清水 侑

肩書と、仕事を前に進める力は別の話だと思う

最近、社内外のやり取りを見ていて、よく思うことがある。
それは、仕事の「部分」をきれいにこなせることと、
「全体」を引き受けて前に進められることは、似ているようで結構違う、ということだ。

もちろん、部分をきちんと担えることは大事だ。
決められた範囲の中で、必要な作業を正確に処理できることは、仕事の土台だと思う。
実際、それがなければ組織は回らない。

ただ、最近はそれだけでは前に進まない場面が増えている気がする。

全体像を把握して、何が本当の論点なのかを見つける。
足りない情報を取りにいく。
必要な人を巻き込み、使えるリソースを集める。
そして、誰かの担当範囲に戻して終わりにするのではなく、最後まで着地させる。

こういう、一気通貫でやり切る意志と能力の価値が、前よりかなり上がっているように感じる。
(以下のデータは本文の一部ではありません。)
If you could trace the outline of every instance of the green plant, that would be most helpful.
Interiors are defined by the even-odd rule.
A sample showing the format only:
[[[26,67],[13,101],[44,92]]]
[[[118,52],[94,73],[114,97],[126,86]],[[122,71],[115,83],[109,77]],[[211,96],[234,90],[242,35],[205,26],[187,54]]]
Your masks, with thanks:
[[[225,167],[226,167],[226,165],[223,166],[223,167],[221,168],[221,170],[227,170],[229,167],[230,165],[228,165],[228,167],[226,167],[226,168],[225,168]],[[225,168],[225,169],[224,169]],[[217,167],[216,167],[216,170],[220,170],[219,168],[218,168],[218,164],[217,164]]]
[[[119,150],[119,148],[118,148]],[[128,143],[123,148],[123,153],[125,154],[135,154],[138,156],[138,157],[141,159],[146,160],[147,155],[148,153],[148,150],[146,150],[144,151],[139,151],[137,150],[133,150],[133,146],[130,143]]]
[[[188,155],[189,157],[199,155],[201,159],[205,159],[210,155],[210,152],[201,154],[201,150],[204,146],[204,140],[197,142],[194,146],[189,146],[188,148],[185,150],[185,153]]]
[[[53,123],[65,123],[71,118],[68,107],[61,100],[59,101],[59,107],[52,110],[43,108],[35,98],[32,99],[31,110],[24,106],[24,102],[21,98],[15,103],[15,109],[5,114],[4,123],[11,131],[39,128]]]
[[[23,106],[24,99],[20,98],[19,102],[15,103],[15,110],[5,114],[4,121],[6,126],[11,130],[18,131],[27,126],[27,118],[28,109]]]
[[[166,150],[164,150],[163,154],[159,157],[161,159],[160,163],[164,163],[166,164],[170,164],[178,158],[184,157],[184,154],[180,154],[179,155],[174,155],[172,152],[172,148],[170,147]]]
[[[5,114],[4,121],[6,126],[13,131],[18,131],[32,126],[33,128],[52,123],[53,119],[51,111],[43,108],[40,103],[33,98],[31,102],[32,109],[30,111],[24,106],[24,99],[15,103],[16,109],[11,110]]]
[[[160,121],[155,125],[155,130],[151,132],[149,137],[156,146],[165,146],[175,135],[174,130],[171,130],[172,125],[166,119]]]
このことは、肩書や経歴の見え方について考えるときにもよく思う。
立派な肩書や、きれいな経歴があると、たしかに安心感はある。
その世界のルールや空気を知っていることにも意味はある。

でも、それと、実際に仕事を前に進められるかどうかは、やはり別の話だと思う。

肩書や経歴は、その人がどんな環境にいたかを示してくれる。
でも、今この場で、未整理の論点を整理し、曖昧な状況の中で優先順位をつけ、
関係者を動かし、制約のある現実の中で着地まで持っていけるかどうかまでは、保証してくれない。
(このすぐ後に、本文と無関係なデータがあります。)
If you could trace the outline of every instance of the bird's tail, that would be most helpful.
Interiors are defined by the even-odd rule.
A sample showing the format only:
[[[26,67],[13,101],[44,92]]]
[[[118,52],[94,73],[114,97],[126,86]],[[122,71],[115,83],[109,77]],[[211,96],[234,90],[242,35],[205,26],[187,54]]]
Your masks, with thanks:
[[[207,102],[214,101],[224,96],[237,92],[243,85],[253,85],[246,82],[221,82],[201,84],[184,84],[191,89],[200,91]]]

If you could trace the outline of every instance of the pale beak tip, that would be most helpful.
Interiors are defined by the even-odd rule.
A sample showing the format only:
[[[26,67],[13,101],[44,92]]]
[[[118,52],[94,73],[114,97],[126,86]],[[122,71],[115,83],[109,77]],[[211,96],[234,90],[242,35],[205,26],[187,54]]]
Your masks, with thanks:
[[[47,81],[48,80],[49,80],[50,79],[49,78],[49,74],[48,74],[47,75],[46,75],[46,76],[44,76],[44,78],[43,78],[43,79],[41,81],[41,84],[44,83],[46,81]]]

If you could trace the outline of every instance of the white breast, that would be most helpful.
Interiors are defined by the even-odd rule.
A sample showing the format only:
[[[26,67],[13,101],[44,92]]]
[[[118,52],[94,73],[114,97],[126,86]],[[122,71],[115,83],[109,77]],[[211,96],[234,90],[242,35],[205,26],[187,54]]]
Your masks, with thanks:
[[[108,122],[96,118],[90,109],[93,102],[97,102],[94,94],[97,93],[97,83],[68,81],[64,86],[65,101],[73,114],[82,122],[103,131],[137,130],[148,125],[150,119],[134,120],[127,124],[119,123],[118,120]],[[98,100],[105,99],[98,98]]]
むしろ、大きな組織や整った環境でうまく機能していたことと、
何も揃っていない場で自分で全体を持って進めることは、かなり違う能力なのだと思う。

そして、この差はこれからもっと目立っていく気がする。

一人の人間が使えるテクノロジーは、どんどん増えている。
以前なら複数人で分けていた仕事も、一人でかなりのところまで進められるようになってきた。
情報収集も、整理も、比較も、たたき台づくりも、かなり広い範囲を一人で扱える。

考えてみると、テクノロジーはもともと分業を進める方向にも働いてきた。
仕事を細かく分け、標準化し、それぞれの担当に切り分けることで、全体の効率を上げてきたからだ。
でも、さらにテクノロジーが進むと、今度は一人で扱える範囲そのものが広がっていく。
その結果、かつては分けていた仕事を、もう一度つなぎ直して前に進める力の価値が上がっていく。
ここが、今起きている変化の面白いところだと思う。

そうなると、従来の細かな分業は少しずつ相対化されていく。
もちろん、専門性も役割分担もすぐにはなくならない。
でも、変わりゆく環境の中で、それでも価値が残りやすいのは、
部分を担えることに加えて、必要な場面で全体を引き受けて前に進められる人なのだと思う。

最近、そんなことをよく考える。